La peur s’installe à Uvira, dans l’est du Congo, après la prise de contrôle des rebelles du M23 (AP)
La peur s’installe à Uvira, dans l’est du Congo, après la prise de contrôle des rebelles du M23 (AP)

Un climat de peur règne à Uvira, ville stratégique de l’est de la République démocratique du Congo, tombée cette semaine aux mains du groupe rebelle M23 soutenu par le Rwanda. Malgré un accord de paix récemment négocié sous médiation américaine, les combats se sont intensifiés dans la région, provoquant la mort de plus de 400 personnes et le déplacement d’environ 200 000 civils, selon les autorités locales.

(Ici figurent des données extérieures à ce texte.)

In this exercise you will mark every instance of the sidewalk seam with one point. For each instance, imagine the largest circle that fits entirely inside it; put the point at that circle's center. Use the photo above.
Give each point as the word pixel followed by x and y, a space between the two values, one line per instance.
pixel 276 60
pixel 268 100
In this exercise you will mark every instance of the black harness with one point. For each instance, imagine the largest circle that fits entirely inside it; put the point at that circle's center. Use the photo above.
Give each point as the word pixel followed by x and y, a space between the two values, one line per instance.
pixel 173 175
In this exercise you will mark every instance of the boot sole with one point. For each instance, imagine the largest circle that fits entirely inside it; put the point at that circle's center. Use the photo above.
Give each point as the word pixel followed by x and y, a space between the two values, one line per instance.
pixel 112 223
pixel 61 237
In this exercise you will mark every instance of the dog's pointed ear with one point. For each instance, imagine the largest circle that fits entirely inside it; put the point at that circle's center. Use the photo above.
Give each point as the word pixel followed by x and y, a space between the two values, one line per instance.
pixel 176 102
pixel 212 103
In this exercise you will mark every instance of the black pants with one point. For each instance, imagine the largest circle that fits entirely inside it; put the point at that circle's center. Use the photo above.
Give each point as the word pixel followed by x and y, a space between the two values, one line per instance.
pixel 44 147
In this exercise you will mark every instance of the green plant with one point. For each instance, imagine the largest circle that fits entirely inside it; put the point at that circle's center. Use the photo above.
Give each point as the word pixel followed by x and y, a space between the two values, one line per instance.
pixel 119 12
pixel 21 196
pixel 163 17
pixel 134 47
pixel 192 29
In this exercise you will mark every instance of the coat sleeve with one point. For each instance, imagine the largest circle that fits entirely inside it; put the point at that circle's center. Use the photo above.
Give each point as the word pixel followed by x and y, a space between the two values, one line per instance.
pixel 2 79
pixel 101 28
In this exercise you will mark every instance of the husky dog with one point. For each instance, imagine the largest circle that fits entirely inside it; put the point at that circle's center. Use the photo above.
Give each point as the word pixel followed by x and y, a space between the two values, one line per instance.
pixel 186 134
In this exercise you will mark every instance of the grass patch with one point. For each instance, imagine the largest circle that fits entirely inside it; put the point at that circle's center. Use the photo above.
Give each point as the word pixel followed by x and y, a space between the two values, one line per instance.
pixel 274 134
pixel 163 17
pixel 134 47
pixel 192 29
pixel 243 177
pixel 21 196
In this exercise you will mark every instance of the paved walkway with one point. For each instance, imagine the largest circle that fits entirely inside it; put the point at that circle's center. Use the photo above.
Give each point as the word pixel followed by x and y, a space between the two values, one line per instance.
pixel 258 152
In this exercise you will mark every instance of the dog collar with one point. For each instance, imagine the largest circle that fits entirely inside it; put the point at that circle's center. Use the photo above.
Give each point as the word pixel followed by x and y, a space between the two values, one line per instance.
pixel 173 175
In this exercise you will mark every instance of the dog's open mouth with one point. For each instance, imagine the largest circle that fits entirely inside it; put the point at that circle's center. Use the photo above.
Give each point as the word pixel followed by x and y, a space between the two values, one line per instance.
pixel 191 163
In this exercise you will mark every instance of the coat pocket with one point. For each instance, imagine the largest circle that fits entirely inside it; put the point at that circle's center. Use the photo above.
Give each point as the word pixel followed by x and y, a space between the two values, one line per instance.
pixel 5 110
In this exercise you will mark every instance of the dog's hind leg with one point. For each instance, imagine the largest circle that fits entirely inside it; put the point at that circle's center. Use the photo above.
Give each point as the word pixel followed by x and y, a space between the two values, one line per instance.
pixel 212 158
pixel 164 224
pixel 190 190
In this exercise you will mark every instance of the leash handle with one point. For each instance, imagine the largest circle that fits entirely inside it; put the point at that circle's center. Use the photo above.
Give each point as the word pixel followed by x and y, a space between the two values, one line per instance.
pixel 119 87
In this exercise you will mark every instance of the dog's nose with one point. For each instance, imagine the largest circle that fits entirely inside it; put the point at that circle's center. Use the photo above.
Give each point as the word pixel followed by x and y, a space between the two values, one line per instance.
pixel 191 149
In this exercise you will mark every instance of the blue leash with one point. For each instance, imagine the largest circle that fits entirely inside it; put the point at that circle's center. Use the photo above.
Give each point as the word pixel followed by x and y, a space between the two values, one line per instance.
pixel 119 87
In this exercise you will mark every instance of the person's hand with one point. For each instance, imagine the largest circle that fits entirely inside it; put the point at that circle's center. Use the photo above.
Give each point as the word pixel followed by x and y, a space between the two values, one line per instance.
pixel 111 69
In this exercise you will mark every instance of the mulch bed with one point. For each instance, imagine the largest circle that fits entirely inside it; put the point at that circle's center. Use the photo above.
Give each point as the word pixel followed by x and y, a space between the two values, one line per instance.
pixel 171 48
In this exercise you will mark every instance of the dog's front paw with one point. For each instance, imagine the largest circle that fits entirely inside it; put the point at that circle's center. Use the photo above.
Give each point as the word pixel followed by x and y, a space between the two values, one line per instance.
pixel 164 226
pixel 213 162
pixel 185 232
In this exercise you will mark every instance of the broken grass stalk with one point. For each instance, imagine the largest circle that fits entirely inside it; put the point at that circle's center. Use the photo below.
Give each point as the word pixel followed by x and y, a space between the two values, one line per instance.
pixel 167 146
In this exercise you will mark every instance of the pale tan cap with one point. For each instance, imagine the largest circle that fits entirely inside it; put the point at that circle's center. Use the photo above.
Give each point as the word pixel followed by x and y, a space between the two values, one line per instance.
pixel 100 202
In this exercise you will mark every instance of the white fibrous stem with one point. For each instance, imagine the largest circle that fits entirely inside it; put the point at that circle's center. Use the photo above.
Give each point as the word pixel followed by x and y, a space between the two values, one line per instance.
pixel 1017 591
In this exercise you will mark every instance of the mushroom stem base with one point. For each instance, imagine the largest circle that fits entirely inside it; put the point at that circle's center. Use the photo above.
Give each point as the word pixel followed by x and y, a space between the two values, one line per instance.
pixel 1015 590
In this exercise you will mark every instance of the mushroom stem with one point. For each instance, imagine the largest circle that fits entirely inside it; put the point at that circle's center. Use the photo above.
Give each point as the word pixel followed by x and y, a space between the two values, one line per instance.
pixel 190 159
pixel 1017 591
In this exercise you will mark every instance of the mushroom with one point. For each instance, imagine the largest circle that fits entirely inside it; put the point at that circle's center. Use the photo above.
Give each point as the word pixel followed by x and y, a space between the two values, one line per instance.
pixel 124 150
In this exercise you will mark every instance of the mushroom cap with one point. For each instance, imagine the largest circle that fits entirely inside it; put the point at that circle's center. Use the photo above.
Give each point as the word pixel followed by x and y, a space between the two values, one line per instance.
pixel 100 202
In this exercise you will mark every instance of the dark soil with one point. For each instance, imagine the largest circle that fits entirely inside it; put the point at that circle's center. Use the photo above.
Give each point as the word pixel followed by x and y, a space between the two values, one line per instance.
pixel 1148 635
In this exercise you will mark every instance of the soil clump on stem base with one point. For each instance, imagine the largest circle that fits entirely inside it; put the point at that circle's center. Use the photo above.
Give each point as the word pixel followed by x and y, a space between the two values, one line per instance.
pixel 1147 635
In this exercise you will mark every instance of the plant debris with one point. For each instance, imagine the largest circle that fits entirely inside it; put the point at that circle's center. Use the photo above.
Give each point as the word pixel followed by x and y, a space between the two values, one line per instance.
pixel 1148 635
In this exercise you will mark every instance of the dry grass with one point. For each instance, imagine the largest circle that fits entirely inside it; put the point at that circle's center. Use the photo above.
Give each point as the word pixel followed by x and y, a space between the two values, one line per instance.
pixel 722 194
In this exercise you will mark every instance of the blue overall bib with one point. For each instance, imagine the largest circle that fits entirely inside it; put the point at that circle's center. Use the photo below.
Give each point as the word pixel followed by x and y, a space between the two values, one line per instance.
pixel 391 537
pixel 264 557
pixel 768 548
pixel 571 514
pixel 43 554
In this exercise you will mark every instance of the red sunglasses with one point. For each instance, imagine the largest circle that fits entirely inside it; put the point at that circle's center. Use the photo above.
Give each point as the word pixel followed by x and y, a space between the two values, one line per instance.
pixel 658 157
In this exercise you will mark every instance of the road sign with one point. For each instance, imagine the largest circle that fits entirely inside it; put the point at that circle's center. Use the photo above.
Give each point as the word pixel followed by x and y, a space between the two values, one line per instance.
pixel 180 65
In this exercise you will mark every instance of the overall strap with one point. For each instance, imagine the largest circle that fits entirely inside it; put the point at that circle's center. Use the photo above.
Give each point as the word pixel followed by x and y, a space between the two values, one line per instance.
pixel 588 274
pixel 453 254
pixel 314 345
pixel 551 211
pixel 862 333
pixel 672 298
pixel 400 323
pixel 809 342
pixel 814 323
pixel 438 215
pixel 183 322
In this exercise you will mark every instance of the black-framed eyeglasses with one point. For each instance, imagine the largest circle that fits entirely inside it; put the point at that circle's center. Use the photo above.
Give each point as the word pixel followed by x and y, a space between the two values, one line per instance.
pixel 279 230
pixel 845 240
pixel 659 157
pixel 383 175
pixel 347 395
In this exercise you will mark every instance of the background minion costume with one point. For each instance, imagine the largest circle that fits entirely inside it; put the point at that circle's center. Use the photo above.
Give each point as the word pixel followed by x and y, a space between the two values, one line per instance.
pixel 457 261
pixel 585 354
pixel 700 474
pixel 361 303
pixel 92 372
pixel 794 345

L’Associated Press a pu accéder exceptionnellement à la ville samedi, quelques jours après sa chute. Uvira représentait le dernier grand bastion du gouvernement congolais dans la province du Sud-Kivu, après la prise de Bukavu en février. Sa capture permet désormais aux rebelles de consolider un vaste corridor d’influence à travers l’est du pays. Sur place, la vie est quasiment à l’arrêt : rues désertes, banques fermées, absence de circulation, tandis que des combattants du M23 patrouillent armés, surtout à la nuit tombée.

Les habitants décrivent une ville figée par la peur. « Nous sommes restés, mais rien n’est revenu à la normale. Il n’y a pas d’argent, pas de travail », témoigne Maria Esther, mère de dix enfants. D’autres soulignent que la population craignait un scénario similaire à celui de Goma, théâtre de massacres, même si Uvira a jusqu’ici été relativement épargnée en termes de victimes directes.

Cette avancée rebelle intervient alors qu’un accord de paix a été signé la semaine dernière à Washington entre les présidents congolais et rwandais. Les États-Unis accusent cependant Kigali de violer cet engagement en continuant de soutenir le M23. Le secrétaire d’État américain Marco Rubio a dénoncé une « violation claire » de l’accord et averti que Washington prendrait des mesures contre les « saboteurs » du processus de paix. Le Rwanda n’a pas immédiatement réagi à ces déclarations.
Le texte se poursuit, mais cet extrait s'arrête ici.